Financial News Highlights

  • January’s personal and income spending report landed just where it was expected to, with the only surprise coming from a bigger than expected lift from nominal personal income growth in financial news.
  • The Fed’s preferred measure of inflation, core personal consumption expenditure prices, cooled to 2.8% year-on-year, with near-term trends suggesting it has room to fall.
  • A weaker-than-expected ISM manufacturing report helped support the notion that demand is cooling.

Coming Off the Boil?


Financial News Chart 1 shows year-on-year and rolling quarterly core PCE inflation. The chart shows that annual core PCE inflation continues to decelerate, falling to 2.9% in January 2024, whereas the rolling quarterly rate has hovered around 2.0% annualized since the early fall of 2023. January’s personal and income spending report landed just where it was expected to, with the only surprise coming from a bigger lift from nominal personal income growth in financial news. The as-expected print comes on the heels of updated GDP data that showed consumer spending closed out last year at an even better pace than originally thought. Most importantly, an upside inflation surprise was averted in January, allowing markets to let out a sigh of relief. After the data release Treasury yields tumbled and equities rallied. The data showed that price pressures continue to cool off. However, for a cautious Fed more progress will have to be made, leaving the first policy rate cuts a ways away.

First and foremost, this week’s personal income and spending report showed real personal consumption expenditures (PCE) pulled back 0.1% in January after healthy  gains in November and December. Not a big surprise after January’s retail sales report showed a significant pullback. With some weather related factors weighing on demand it’s likely that this was more of a one-off than a new trend and February will likely show some bounce back.

Stronger-than- expected growth in personal income was largely a result of a larger cost of living adjustment in social security payments (and other government transfers),  and the inflation adjusted real personal disposable income (PDI) measure showed no growth. Looking forward, this is what we’re interested in, as the downbeat month shaved two percentage points off of annual real PDI growth, bringing it down to 2.1% year-on-year. A deceleration in total real income growth is going to be part of the formula that cools the relentless consumer demand we’ve seen from the U.S. since the pandemic.

Financial News Chart 2 show the six-month moving average of the ISM manufacturing and ISM new manufacturing orders indexes. The chart shows that the trend in the past six months has been towards gradual improvement, however both indicators continue to remain below their long run averages and signal contraction. Of course, the Fed isn’t after just slowing the economy, but bringing demand and supply into better balance to tame inflation. On this front, yesterday’s report brought welcome news. The Fed’s preferred measure of inflation (core PCE) cooled to 2.8% year-on-year. Yes, still above the Fed’s target, but this is owing to base-effects from last year. Take a closer look at any near-term metrics and inflation is looking a lot closer to target. The three-month and six-month rates are at 2.6% and 2.5% (annualized), respectively. Smooth out some of the month-to-month noise in the series by taking a rolling quarterly rate of change, and core PCE prices have been advancing between 2% and 2.3% (annualized) since last September (Chart 1).

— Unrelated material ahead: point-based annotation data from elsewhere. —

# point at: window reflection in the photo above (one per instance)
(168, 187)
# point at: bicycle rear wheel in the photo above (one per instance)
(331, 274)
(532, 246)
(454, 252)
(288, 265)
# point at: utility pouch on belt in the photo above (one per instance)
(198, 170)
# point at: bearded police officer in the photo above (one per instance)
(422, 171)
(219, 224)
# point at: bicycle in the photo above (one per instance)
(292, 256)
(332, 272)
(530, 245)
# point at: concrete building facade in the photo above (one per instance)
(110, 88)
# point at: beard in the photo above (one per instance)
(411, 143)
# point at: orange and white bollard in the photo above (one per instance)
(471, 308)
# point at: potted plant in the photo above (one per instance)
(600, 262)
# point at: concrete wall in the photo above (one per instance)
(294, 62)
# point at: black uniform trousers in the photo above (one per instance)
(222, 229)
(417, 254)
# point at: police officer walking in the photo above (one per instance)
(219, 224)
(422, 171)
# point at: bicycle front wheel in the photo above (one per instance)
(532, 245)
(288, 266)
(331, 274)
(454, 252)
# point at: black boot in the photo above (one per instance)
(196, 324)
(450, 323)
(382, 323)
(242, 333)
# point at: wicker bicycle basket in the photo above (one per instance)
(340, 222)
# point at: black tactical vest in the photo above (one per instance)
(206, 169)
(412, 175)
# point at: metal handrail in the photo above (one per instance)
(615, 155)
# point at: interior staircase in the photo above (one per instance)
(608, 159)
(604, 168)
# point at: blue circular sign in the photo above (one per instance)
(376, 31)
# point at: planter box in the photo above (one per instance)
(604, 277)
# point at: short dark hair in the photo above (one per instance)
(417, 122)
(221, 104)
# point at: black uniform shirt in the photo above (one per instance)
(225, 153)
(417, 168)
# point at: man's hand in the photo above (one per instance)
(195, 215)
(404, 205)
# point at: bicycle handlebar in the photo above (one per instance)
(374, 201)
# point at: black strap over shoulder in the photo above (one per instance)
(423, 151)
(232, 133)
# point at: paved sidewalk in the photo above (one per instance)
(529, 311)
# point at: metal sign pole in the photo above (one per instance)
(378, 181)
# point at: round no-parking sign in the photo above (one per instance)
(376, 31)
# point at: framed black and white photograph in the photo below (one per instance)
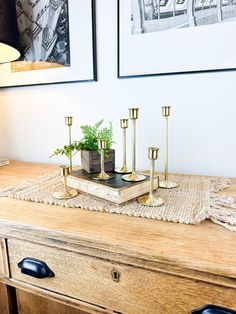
(57, 40)
(175, 36)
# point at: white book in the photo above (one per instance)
(4, 162)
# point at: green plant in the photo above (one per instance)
(91, 133)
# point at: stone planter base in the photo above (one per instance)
(91, 161)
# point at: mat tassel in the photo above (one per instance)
(222, 208)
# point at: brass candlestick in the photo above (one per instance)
(166, 184)
(151, 200)
(124, 126)
(133, 115)
(102, 145)
(66, 193)
(69, 122)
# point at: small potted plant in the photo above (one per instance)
(90, 155)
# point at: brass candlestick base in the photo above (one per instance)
(150, 200)
(123, 170)
(102, 176)
(66, 193)
(167, 185)
(134, 177)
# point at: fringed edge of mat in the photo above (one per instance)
(10, 190)
(222, 208)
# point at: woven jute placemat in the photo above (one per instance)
(193, 201)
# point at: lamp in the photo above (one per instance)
(9, 36)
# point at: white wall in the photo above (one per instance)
(202, 125)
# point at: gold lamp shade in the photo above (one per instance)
(9, 36)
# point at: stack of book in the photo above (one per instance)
(4, 162)
(116, 190)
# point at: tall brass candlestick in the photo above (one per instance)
(66, 193)
(102, 145)
(151, 200)
(133, 115)
(69, 122)
(166, 184)
(124, 126)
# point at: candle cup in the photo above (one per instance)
(102, 176)
(151, 200)
(69, 122)
(134, 176)
(66, 193)
(124, 126)
(166, 184)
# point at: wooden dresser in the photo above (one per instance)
(107, 263)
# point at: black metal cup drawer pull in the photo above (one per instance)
(35, 268)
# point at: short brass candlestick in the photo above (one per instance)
(124, 126)
(66, 193)
(151, 200)
(102, 145)
(133, 115)
(166, 184)
(69, 122)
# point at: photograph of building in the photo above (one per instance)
(159, 15)
(44, 34)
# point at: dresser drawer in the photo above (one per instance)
(132, 290)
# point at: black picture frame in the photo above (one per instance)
(121, 74)
(41, 77)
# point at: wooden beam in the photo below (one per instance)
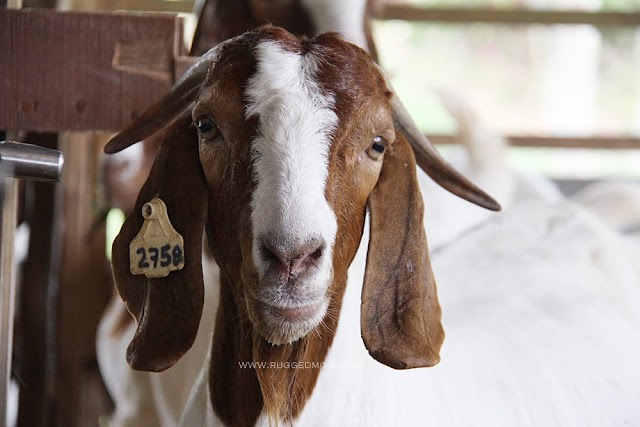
(35, 349)
(601, 142)
(96, 70)
(82, 291)
(413, 13)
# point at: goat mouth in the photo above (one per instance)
(295, 314)
(285, 325)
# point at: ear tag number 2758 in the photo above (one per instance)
(158, 248)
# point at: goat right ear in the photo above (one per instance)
(400, 313)
(167, 309)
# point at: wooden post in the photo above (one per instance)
(35, 349)
(82, 294)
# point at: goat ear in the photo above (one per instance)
(400, 313)
(167, 309)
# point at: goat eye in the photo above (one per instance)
(377, 147)
(207, 129)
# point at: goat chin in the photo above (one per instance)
(287, 325)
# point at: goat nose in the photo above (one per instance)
(292, 260)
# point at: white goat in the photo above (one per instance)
(617, 203)
(291, 140)
(539, 307)
(483, 159)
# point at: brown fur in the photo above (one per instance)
(161, 338)
(238, 395)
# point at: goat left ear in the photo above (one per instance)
(167, 309)
(400, 313)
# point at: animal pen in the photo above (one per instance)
(86, 74)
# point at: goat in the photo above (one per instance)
(141, 399)
(482, 158)
(618, 203)
(322, 136)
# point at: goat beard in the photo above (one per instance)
(288, 373)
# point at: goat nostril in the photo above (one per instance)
(317, 254)
(292, 260)
(268, 254)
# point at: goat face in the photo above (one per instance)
(288, 143)
(292, 166)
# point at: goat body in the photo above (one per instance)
(288, 143)
(542, 329)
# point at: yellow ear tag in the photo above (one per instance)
(158, 248)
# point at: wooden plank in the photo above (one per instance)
(35, 351)
(82, 294)
(597, 142)
(95, 71)
(409, 12)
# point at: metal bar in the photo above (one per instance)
(7, 288)
(599, 142)
(409, 12)
(31, 161)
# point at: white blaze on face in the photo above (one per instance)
(290, 152)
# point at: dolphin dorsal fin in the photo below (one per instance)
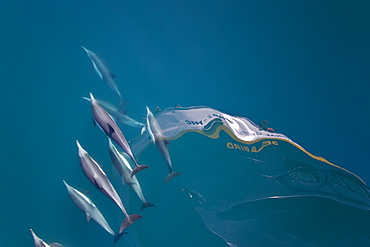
(111, 130)
(88, 217)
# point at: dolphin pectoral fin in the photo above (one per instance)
(88, 217)
(118, 236)
(146, 205)
(111, 130)
(139, 168)
(172, 175)
(128, 221)
(143, 130)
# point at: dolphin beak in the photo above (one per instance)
(78, 144)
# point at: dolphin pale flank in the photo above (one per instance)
(155, 133)
(96, 175)
(88, 207)
(111, 129)
(118, 114)
(40, 243)
(122, 165)
(104, 73)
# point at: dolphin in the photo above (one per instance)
(122, 165)
(96, 175)
(118, 114)
(87, 206)
(40, 243)
(155, 133)
(103, 72)
(111, 129)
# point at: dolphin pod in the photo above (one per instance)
(122, 165)
(96, 175)
(40, 243)
(155, 133)
(111, 129)
(105, 116)
(103, 72)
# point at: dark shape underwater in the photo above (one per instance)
(244, 186)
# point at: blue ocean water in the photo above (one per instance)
(301, 66)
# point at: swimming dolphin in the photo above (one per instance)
(96, 175)
(118, 114)
(122, 165)
(102, 70)
(155, 133)
(87, 206)
(111, 129)
(40, 243)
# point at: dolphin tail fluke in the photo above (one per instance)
(118, 236)
(128, 221)
(139, 168)
(146, 205)
(172, 175)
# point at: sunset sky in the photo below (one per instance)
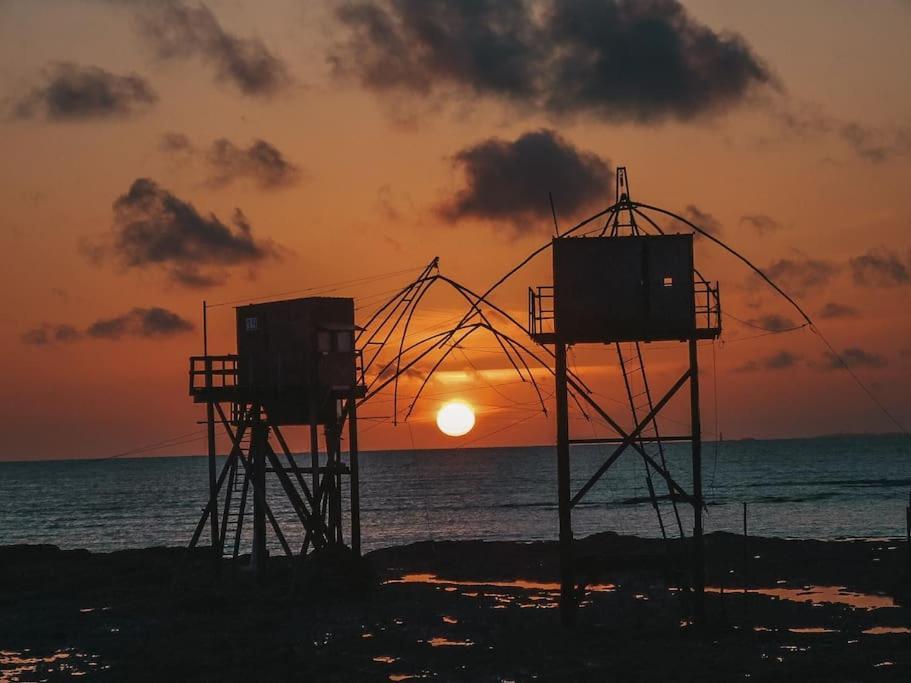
(161, 153)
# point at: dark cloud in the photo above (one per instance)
(175, 143)
(50, 334)
(761, 223)
(879, 267)
(855, 357)
(152, 322)
(871, 143)
(834, 309)
(261, 162)
(140, 322)
(70, 92)
(154, 228)
(619, 60)
(772, 322)
(178, 31)
(874, 144)
(801, 275)
(509, 181)
(703, 219)
(778, 361)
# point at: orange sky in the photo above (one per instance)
(364, 203)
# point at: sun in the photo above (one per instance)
(455, 418)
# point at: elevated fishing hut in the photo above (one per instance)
(621, 286)
(296, 365)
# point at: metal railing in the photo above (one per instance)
(708, 305)
(212, 372)
(540, 310)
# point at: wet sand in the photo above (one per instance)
(807, 610)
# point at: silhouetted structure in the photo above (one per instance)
(623, 289)
(296, 364)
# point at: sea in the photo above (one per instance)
(835, 487)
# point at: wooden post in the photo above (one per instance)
(698, 541)
(746, 550)
(314, 452)
(210, 435)
(567, 578)
(355, 477)
(258, 455)
(908, 531)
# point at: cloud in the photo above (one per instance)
(778, 361)
(616, 60)
(178, 31)
(854, 357)
(761, 223)
(703, 219)
(154, 228)
(50, 334)
(801, 275)
(772, 322)
(876, 144)
(879, 267)
(140, 322)
(71, 92)
(147, 323)
(175, 143)
(836, 310)
(509, 180)
(261, 162)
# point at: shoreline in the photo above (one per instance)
(485, 612)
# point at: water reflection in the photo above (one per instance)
(818, 595)
(14, 665)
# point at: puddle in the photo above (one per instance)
(406, 677)
(551, 586)
(13, 665)
(818, 595)
(446, 642)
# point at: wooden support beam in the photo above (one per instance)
(629, 440)
(355, 476)
(258, 438)
(567, 574)
(698, 541)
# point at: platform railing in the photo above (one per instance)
(540, 310)
(708, 306)
(212, 372)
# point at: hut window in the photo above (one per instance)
(344, 341)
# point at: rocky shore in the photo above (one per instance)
(486, 611)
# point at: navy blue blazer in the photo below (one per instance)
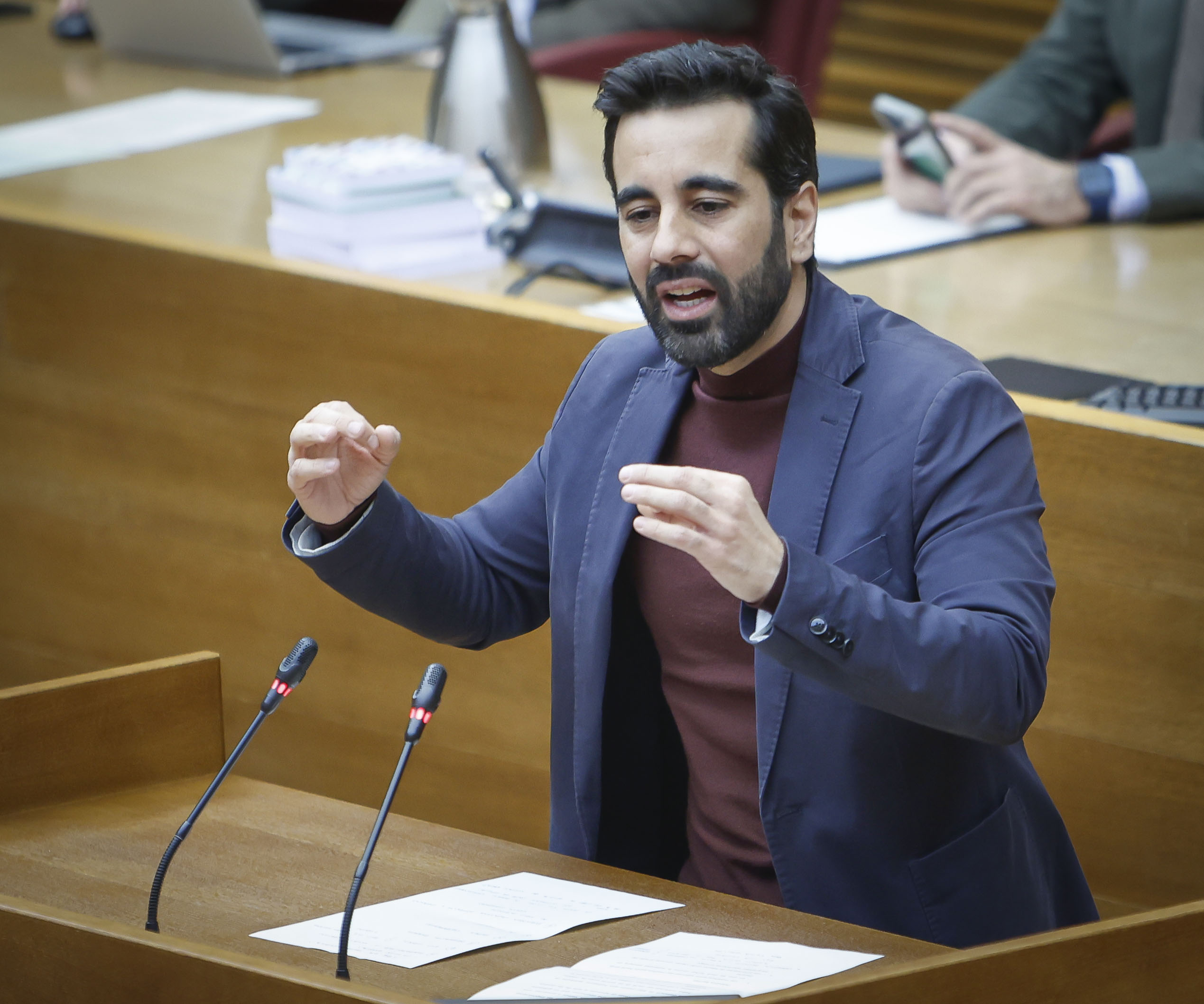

February’s ISM manufacturing report closed out the week, and supported the notion that demand is coming off a boil. With a 47.8 print for the month, the reading fell well short of market expectations and signaled that the recovery in the manufacturing sector is progressing rather slowly (Chart 2). Moreover, new manufacturing orders show that demand remains tepid.

For the Fed, these indicators come as signs that the relentless demand that powered the U.S. economy in late-2023 might be cooling off. Next Tuesday’s February ISM services report should shed light on the much larger services sector, while Fed Chair Jerome Powell’s testimony on Wednesday will hopefully give us a better sense of how the Fed is viewing these latest numbers.